Yes, this product of the Manchester School of playwrights seems to be a global play at home around the world with its pompous merchants and rags-to-riches tale. Indeed in 1965 Sir Laurence Olivier took an Old Vic National Theatre production of Hobson's Choice to Moscow.
In 1880s' Lancashire, family patriach, master shoe and bootmaker and heavy-drinking freemason Henry Horatio Hobson (Martin Shaw) keeps his three dependent daughters, Maggie (Naomi Frederick), Alice (Florence Hall) and Vickey (Gabrielle Dempsey), as, well now we would say, unpaid interns in his successful shoemaking and retail concern.
And open the flap down to the basement, you'll find, like some Morlock of HG Wells, the timid, illiterate, low paid but talented craftsman Willie Mossop (Bryan Dick) originally an Oliver Twist-like "workhouse brat" apprenticed to Hobson.
Maggie, bookkeeper and saleswoman (unpaid), having reached the ripe old age of 30 (!!!) is "on the shelf", or so widower Hobson insists, knowing she is the brains behind his business.
Meanwhile Hobson's refusal to provide dowries for Alice and Vickey stops them from marrying their beaux, solicitor Albert Prosser (Joe Bannister) and corn merchant's son Freddie Beenstock (Ryan Saunders) respectively.
Whether by chance or otherwise, a wealthy female customer Mrs Hepworth (Joanna McCallum), similarly encumbered with daughters, sets off a chain of events where Maggie seizes her chance, takes Willie in hand and engineers a transfer of power which also allows her sisters to marry.
At the same time, Hobson's former status as head of his own shoe empire does not prevent the possibility of him sharing the fate of the destitute widow in Brighouse's earlier short play Lonesome Like
As we noted in Horniman's Choice, it's a mistake to underestimate the sly sophisticated playwriterly skill, disguised under a stage Lanacastrian accent, of Brighouse, a Guardian newspaper reviewer and textile trader,
By coincidence, in fact, TLT and her jalopy settled down with the popcorn recently and watched Joy, a rags-to-riches merchandising tale which, amongst other similarities, even has a widow - Isabelle Rossellini - putting up the capital for a product and a father - Robert De Niro - whose factory benefits from his daughter's - played by Jennifer Lawrence - bookkeeping.
Instead of elements of music hall, it takes on the tropes of TV soaps alongside a change in the balance of power in a household and the themes of wage slaves, legal chicanery and its own Hobson's Choice.
So this is an enduring comedy as much a Chekhovian and Pygmalion tale as King Lear with a salty Salford twist wherre everyone knows each other's business on Chapel Street.

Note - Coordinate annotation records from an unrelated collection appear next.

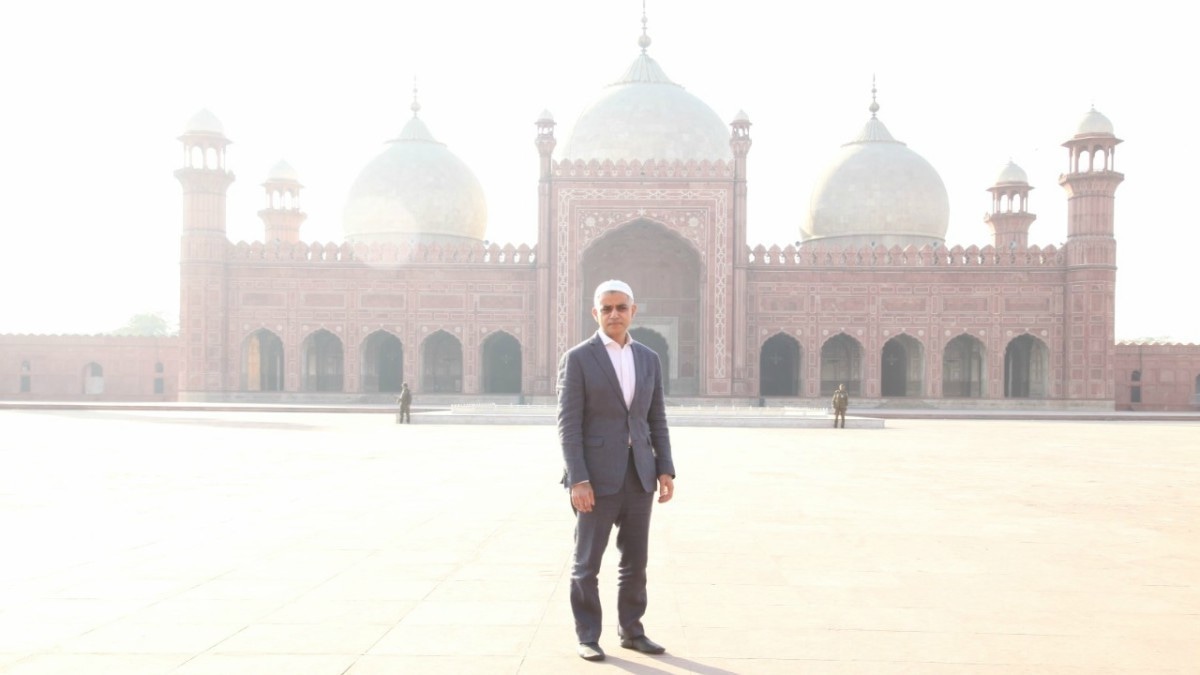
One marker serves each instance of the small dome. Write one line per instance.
(1095, 124)
(204, 123)
(877, 191)
(645, 115)
(417, 190)
(1012, 173)
(283, 171)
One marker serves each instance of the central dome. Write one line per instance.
(645, 115)
(415, 191)
(877, 192)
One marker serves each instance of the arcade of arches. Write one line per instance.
(382, 363)
(903, 366)
(780, 364)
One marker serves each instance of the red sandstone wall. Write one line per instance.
(1170, 376)
(57, 366)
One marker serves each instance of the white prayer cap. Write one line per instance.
(610, 286)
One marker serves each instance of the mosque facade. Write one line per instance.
(648, 186)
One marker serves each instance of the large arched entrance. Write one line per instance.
(779, 366)
(262, 362)
(383, 363)
(665, 273)
(502, 364)
(322, 362)
(659, 345)
(841, 363)
(903, 369)
(1026, 365)
(963, 368)
(442, 364)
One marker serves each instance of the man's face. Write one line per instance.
(615, 314)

Hobson tries to hang on to his business alone beyond his term, without taking on the requisite son-in-law to take over his business and by doing so unwittingly gives more power to his daughters.

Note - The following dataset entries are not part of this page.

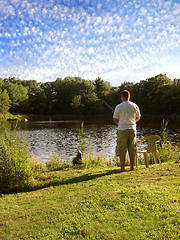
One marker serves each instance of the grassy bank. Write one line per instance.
(96, 204)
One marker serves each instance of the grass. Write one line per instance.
(96, 204)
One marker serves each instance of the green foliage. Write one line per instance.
(56, 162)
(15, 163)
(95, 204)
(169, 153)
(157, 95)
(4, 102)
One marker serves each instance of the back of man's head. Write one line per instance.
(125, 94)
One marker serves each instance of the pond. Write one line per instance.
(63, 137)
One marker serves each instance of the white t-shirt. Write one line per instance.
(126, 113)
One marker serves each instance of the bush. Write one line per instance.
(15, 163)
(56, 162)
(169, 153)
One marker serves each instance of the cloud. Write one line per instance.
(87, 38)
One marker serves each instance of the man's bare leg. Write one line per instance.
(122, 163)
(132, 158)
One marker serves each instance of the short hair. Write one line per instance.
(125, 94)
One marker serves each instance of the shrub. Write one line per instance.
(15, 163)
(56, 162)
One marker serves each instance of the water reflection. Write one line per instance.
(64, 136)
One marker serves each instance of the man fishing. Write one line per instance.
(125, 116)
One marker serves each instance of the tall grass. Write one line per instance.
(15, 162)
(168, 151)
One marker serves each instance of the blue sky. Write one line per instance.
(117, 40)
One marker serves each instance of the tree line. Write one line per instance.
(157, 95)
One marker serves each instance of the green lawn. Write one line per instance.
(96, 204)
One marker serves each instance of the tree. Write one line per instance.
(17, 94)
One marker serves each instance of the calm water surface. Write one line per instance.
(63, 137)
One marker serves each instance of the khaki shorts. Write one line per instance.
(126, 140)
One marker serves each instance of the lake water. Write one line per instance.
(63, 137)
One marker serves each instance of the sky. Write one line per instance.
(117, 40)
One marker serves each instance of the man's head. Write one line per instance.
(125, 95)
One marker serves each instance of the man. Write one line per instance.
(125, 116)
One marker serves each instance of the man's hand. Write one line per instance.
(116, 121)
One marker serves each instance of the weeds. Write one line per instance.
(15, 163)
(167, 151)
(56, 162)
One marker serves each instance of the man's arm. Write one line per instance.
(116, 121)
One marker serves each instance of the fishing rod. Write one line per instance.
(108, 105)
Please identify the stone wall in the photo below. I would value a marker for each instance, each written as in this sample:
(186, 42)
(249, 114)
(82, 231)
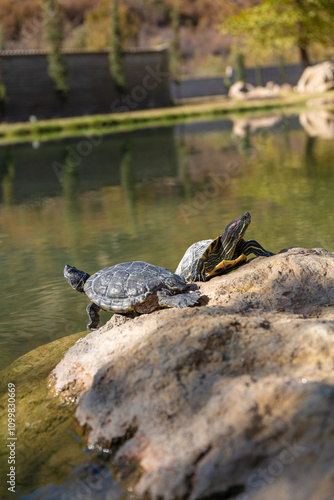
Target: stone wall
(30, 90)
(201, 87)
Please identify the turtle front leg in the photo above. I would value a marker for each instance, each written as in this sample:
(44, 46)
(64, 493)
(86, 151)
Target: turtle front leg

Yet this particular production of Hobson's Choice, directed by Jonathan Church, overall needs a harder edge, although the central trio of Martin Shaw's Hobson with his Biblical rhythms of speech, Naomi Frederick's Maggie and even Bryan Dick's Mossop all acquit themselves with a steely core when called for with the necessary, almost Darwinian, ruthlessness.
No wonder, John Braine, we realised, took the title of his 1957 novel about a go-getter climbing the greasy corporate pole from a line in this play.

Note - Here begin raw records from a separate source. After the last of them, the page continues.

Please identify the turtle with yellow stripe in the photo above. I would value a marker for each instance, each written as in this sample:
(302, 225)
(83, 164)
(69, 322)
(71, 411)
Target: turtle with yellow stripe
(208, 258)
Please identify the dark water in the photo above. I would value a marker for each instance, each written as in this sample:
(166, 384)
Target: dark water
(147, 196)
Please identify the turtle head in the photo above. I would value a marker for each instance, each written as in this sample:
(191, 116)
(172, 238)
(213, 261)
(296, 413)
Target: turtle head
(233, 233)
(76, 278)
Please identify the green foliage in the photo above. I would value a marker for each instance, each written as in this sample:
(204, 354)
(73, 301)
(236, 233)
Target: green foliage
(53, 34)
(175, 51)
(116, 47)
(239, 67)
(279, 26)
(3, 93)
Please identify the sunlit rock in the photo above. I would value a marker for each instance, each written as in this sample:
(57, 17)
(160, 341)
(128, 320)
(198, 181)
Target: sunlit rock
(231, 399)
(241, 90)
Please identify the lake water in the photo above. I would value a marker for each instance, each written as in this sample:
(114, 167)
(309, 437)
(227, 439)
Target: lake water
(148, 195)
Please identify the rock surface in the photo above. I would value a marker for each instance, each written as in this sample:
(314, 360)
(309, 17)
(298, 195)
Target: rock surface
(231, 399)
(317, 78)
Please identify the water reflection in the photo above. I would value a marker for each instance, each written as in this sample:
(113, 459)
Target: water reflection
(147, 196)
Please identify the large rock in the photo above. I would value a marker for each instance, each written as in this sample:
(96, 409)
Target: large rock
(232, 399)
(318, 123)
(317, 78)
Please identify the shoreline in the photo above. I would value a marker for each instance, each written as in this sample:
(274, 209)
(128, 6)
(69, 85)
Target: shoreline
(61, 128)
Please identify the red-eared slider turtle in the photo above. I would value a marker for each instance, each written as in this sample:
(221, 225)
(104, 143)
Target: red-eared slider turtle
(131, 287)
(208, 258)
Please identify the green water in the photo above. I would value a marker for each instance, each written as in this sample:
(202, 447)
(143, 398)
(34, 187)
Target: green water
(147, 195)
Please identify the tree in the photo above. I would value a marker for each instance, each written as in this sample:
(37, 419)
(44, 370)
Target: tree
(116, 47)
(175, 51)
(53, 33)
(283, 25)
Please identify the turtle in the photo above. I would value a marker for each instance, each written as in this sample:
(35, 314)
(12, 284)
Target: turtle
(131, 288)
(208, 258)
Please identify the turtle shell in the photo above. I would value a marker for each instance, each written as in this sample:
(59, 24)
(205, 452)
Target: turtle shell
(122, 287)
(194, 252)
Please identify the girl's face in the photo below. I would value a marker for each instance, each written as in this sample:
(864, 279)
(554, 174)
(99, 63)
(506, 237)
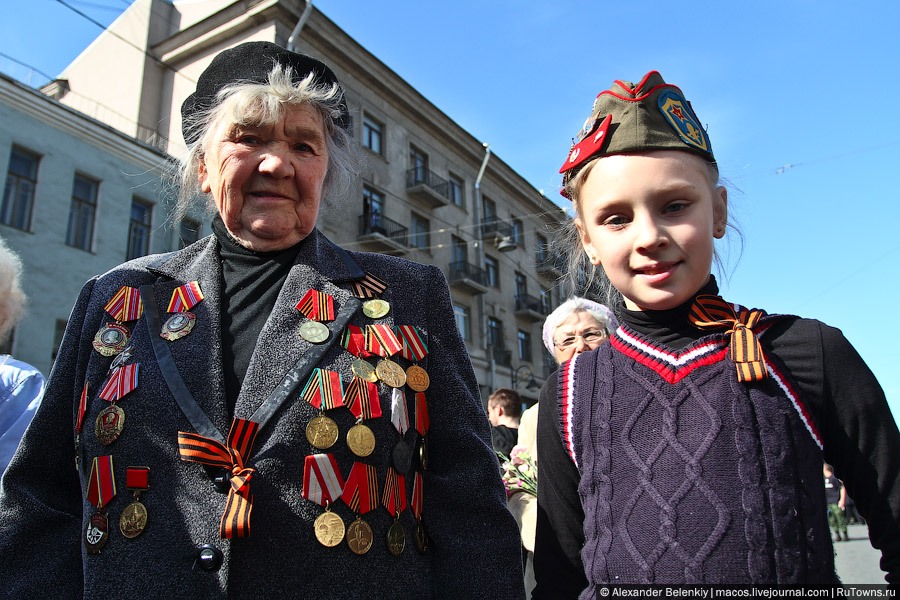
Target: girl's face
(649, 220)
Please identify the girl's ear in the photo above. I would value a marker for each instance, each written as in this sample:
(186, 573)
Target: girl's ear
(720, 212)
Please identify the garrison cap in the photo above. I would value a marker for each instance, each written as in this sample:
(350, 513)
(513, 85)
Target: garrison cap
(652, 115)
(251, 62)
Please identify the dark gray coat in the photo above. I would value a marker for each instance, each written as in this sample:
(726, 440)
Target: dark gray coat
(43, 509)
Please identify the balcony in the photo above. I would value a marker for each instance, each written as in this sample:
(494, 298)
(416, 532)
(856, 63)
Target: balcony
(428, 187)
(377, 233)
(530, 308)
(467, 277)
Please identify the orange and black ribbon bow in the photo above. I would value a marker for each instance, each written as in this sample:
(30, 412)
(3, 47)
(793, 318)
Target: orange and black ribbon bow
(196, 448)
(712, 312)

Produced for the first time on Broadway two years before the USA entered the First World War, at the heart of the play remains a Dickensian mystery - who exactly is Willie Mossop to have been given these chances?
In spite of his lowly status, he is also the object of attention from his landlady and her daughter (a finely judged cameo by Emily Johnstone) until he is grabbed by the ear, literally and metaphorically, by Maggie.
This production has its highlights, not least a detailed set by Simon Higlett which uses the revolve to magnificent effect to enhance the psychic space of the play in the second act.
Nevertheless, there are times when it does drag between the moments of reversal, as if by wanting to reach the dots, some of the lines in between are neglected. Still, it's a legitimate interpretation and a solid production of a classic play and so a TLT amber light.